Part II of the book shifts focus to two late-century novels: Kenan’s A Visitation of Spirits and Allison’s Bastard Out of Carolina. Kenan’s novel is set in the fictional town of Tims Creek, a predominantly black community. But while its residents “have been relatively successful in their efforts to create a black-controlled space,” Hoefer explains, “that space is itself ultimately restrictive” (109). Through the shared experiences of suffering, a “collective identity” has emerged, but that communal sense of self is now maintained by apocalyptically-charged condemnations of internal dissent.

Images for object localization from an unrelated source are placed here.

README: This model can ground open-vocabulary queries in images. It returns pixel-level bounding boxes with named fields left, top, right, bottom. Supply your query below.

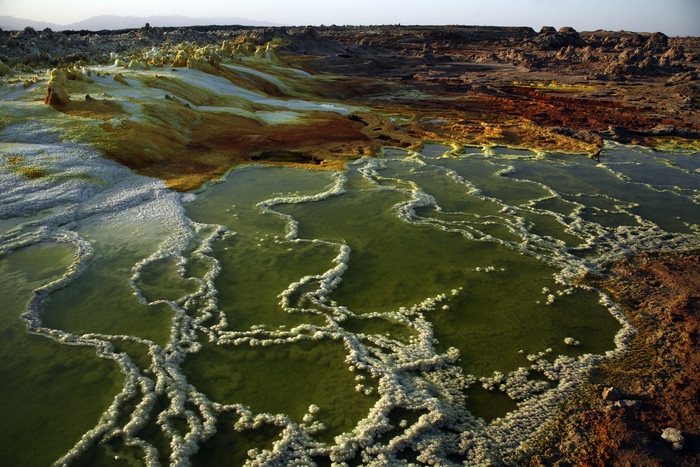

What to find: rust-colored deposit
left=99, top=105, right=418, bottom=191
left=526, top=251, right=700, bottom=466
left=42, top=59, right=422, bottom=191
left=38, top=27, right=699, bottom=190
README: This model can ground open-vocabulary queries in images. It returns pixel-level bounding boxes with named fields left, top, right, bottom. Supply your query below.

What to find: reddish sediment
left=526, top=251, right=700, bottom=465
left=97, top=107, right=418, bottom=191
left=29, top=25, right=698, bottom=190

Originally unified by resistance, the new community defaults to a patriarchal structure that undermines the development of a heterogeneous black community—a particularly devastating consequence for Horace, the central character whose homosexuality precludes his full participation in the fold. According to Hoefer, Kenan’s fiction suggests how apocalyptic discourse might be repurposed, “not in order to maintain a stable identity but rather in order to create a usable history that will guide these exchanges and that will be accessible to all who wish to claim it” (129).

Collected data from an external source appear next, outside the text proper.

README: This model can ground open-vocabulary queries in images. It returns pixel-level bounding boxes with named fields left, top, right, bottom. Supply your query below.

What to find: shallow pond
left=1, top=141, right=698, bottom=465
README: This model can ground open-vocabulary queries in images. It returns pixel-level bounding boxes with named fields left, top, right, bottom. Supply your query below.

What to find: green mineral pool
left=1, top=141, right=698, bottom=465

Similar to Horace, Allison’s central character, Bones, is torn between a yearning for independence and community, as she “struggles between a claustrophobic desire to escape the marginal spaces inhabited by the Boatwrights (which results in alienation from the family) and a longing for a communion with them” (140). As with the other narratives, apocalypse here offers what the dominant discourse cannot, “function[ing] as the only narrative realm sufficient to articulate […] Bones’ suffering.” While such invocations seem little consolation in the absence of direct action, apocalypse nonetheless provides a viable alternative to the “discourses of discipline and punishment” which “have only worked to enact the abjection of the Boatwrights heretofore. Calling upon them now to mete out their retribution,” Hoefer concludes, “would ultimately reinforce their white trash identity.” Despite the apparent inefficacy of apocalyptic fantasy to incite real change, it does provide characters like Bones with “the spiritual and psychological sustenance” they need to endure oppression so that they might one day rise above it (152).

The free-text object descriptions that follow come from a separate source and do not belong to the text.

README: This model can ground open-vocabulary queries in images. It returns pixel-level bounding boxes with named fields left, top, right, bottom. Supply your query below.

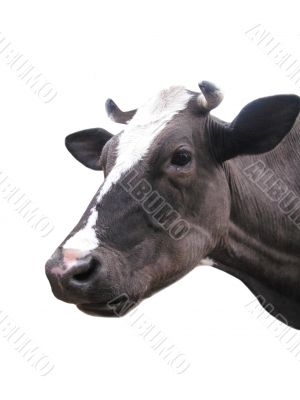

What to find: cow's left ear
left=213, top=95, right=300, bottom=162
left=65, top=128, right=113, bottom=170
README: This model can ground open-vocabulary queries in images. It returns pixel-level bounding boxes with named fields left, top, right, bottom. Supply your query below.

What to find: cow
left=45, top=81, right=300, bottom=329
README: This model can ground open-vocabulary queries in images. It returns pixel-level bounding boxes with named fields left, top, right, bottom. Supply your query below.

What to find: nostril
left=71, top=256, right=99, bottom=283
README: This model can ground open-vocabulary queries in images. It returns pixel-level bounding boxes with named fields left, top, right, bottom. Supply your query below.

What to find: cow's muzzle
left=45, top=248, right=127, bottom=316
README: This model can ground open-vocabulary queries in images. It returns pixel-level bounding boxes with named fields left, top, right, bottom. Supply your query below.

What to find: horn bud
left=197, top=81, right=224, bottom=112
left=105, top=99, right=136, bottom=124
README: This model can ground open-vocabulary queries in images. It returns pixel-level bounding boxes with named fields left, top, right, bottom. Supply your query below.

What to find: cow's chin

One final note: Apocalypse South comes as the first installment of Ohio State University Press’s critical series, “Literature, Religion, and Postsecular Studies.” One of the aims of this series is to investigate “the emerging identity of postsecular studies” (189). While Hoefer does not explicitly attempt to define this protean body of scholarship, he does implicitly engage with some of the concerns often attributed to it. Postsecular studies contend for alternative epistemologies, discourses, and cultural narratives whose meanings are never adequately perceived or represented by the empiricism and rationalism of Western secular thought. Apocalyptic discourse, as posed by Hoefer, points to just such a discursive space. It is a space “in which the unspeakable can be addressed indirectly and where contradiction is negotiated through deferral to a cosmological myth. Where [apocalypse] occurs,” he concludes, “something has been silenced” (127). While this type of critical “excavation” inevitably remains a secular exercise, it does demonstrate the possibility of postsecular studies as a more perceptive approach to understanding religious discourse without needing to reduce it to some external theoretical analogue. As this study attests, understanding the discourse of apocalypse demands a new theoretical vocabulary that is derived from, and not simply applied to, apocalyptic narratives.